So there's no __ around it or people would think that they shouldn't be calling it. Because
they're simple, iterators in Python are not rewindable, they're not reversible, they're
not copyable, none of that, they're the lowest common denominator in iterators. There are
however ways to write reversible iterators if you want, you can just write your own iterator
class and add methods to rewind or reverse or whatever. You can also just nest iterators.
And iterators themselves are iterable, they are just—-actually an iterator is required
in its own __iter method to return itself or it wouldn't be an actual iterator. So in
the example I have here, I create—-exclusively create an iterator over range which is a list
of number from 0 to 10, not including 10, and then I call zip on it which takes a number
of iterables and takes one element of each iterable and wraps it in tuple and stores
that in a list which it returns. So I created a single iterator pass the same iterator to
zip twice, and as you can see zip takes one element of each iterator consuming the iterator
as it goes and ends up with having two elements at a time basically from the original list
of zero through nine. So generators are a convenient way to write iterators, they are
lazy functions that get executed as you iterate over the result basically. Generators use
the yield key keyword instead of return, it works very much the same way except after
a yield statement execution continues they're--the next time you call it or the next time you
iterate. The function with yield in it will return a generator, it will return an iterator
that you can loop over and there's—-this is terribly convenient for __iter__ methods
because you can just write what you would expect in it'll just work. In Python 2.5 generators
were complexified and they can now also receive data and--and you can use them to build co-routines
very easily, nothing you cannot also do with 2.4 and earlier iterators, just more conveniently
and with extra magic. There's a lot of generator-like iterators in the iter tools module which is
I think new in Python 2.2 or 2.3, there's a whole bunch of stuff in there you can use
to chain and filter and whatever with iterators that are just really convenient for chaining
their various combinations. So here's a generator example, the bottom function is map, as you
may--may know it accept--it only takes one iterable that goes in map function, it creates
a list of results from applying the function to every item in the iterable--iterable. In
the bottom, there's a two line function that is the generator version and then there's
a one line function that is the original map implemented in terms of the generator. As
you can see you just basically lose half the function if you use a generator because you
generate items--each item on the fly and you return generator instead of an actual list,
any questions? >> [INDISTINCT] now you can do it like that?

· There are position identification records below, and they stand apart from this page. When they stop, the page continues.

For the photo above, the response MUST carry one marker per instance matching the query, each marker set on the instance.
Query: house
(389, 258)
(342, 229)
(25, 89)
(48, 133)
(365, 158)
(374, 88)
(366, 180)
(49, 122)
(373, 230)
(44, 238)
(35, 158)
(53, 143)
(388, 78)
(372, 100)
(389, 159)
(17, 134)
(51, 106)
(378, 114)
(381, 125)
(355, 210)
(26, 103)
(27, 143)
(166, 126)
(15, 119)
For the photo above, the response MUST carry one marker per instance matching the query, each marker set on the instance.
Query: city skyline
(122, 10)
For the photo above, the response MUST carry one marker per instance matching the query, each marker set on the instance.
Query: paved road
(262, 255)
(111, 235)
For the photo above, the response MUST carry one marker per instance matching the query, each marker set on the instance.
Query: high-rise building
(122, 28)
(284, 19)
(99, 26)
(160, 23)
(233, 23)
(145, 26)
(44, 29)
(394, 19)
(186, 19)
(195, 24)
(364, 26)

>> WOUTERS: Can I define what a co-routines and how would I do it in Python? A co-routine
is a routine that is basically like the generator, it stops execution, passing data to someone
else but where a generator returns results to its caller, a co-routine returns results
to someone else, another function. So you can have two routines where they both consume
the output of the other and then the end result is handled data. How would you do them in
Python? Well as I said you can do them in Python 2.5 with the new sending data to a
generator thing, before 2.5 you would write a class that was itself an iterator and just
write it in bits and pieces and--it wouldn't be as convenient as co-routines in actual
languages that have co-routines because you don't have a single blog of code, you have
a whole bunch of separate pieces of code that get called at the right time, I wouldn't bother
implementing them in Python right now. Maybe with 2.5 outer 2.5 out and people getting
used to the new stuff you can do with generators will get actual coroutines in Python. Yes?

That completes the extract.